Close your space. Close out your sacred space and thank the spirits for their blessings.
Group Variant 1: A Ritual in Two Parts
This ritual can be done in two parts, perhaps at two different grove events, or at a weekend ceremony. First, ask everyone to bring water from a sacred place to the ceremony. Do a “combining waters” ceremony with the group, similar to what I described in my last post. For this ceremony, set up a central bowl. Each participant in the group will step forward and speak the name of their sacred water, and offer their sacred water to the bowl. They can share anything they like about that water. Once all of the waters have been added, the group can place their hands over the water and bless it, chanting “Awens”, drumming, or doing any kind of energizing blessing.
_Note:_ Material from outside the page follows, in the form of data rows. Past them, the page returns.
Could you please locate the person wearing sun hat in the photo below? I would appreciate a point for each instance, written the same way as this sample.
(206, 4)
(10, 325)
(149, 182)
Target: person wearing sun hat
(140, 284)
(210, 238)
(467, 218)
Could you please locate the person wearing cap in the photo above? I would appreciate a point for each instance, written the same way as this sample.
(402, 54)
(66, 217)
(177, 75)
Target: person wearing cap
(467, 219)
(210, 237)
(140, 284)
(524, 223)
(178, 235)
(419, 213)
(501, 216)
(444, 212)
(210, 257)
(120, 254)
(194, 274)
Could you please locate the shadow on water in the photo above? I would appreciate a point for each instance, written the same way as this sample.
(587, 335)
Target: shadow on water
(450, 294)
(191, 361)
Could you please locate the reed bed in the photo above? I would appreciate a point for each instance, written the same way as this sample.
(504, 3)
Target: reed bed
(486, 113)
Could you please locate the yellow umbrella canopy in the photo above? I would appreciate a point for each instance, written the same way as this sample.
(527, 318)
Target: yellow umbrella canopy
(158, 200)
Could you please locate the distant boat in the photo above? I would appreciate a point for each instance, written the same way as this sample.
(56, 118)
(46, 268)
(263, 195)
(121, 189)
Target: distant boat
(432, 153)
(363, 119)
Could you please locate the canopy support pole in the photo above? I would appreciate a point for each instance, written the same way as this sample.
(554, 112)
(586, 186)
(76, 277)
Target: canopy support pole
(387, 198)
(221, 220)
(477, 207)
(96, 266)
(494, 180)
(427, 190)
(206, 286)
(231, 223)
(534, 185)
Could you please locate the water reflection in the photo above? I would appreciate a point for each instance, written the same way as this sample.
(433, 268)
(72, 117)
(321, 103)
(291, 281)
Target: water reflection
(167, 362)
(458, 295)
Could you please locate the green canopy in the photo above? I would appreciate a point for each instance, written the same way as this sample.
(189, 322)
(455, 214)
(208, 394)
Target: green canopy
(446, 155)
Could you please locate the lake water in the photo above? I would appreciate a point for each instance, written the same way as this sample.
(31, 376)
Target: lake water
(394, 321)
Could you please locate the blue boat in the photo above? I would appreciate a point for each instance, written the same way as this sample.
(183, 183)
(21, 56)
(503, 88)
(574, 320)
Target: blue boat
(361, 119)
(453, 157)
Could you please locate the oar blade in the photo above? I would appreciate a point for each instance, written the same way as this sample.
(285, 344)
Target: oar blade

After the ceremony, the waters can then be put in small glass vials and each participant can take their own “coming together” vial. One of these vials can be saved for water healing work. See Variant 2 for instructions about how to do this ritual with a group.
Group Variant 2: Healing Water Ritual
In this variant, one person prepares the sacred waters, but the group does the blessing. You can have multiple people doing the “heartbeat” and keep that heartbeat going throughout the ceremony, while others add the water and speak the journey that the waters will take. You can also add a water blessing for each person who is part of the ritual as a final step.
I hope that these rituals will serve you well in your water healing/land healing needs. I’ve been doing some form of this ritual for many years, and while I can’t stop all of the Acid Mine Drainage (although I certainly lend my efforts and funds in that regard), I do feel that this is something I can do, and the spirits of the waters certainly appriciate it.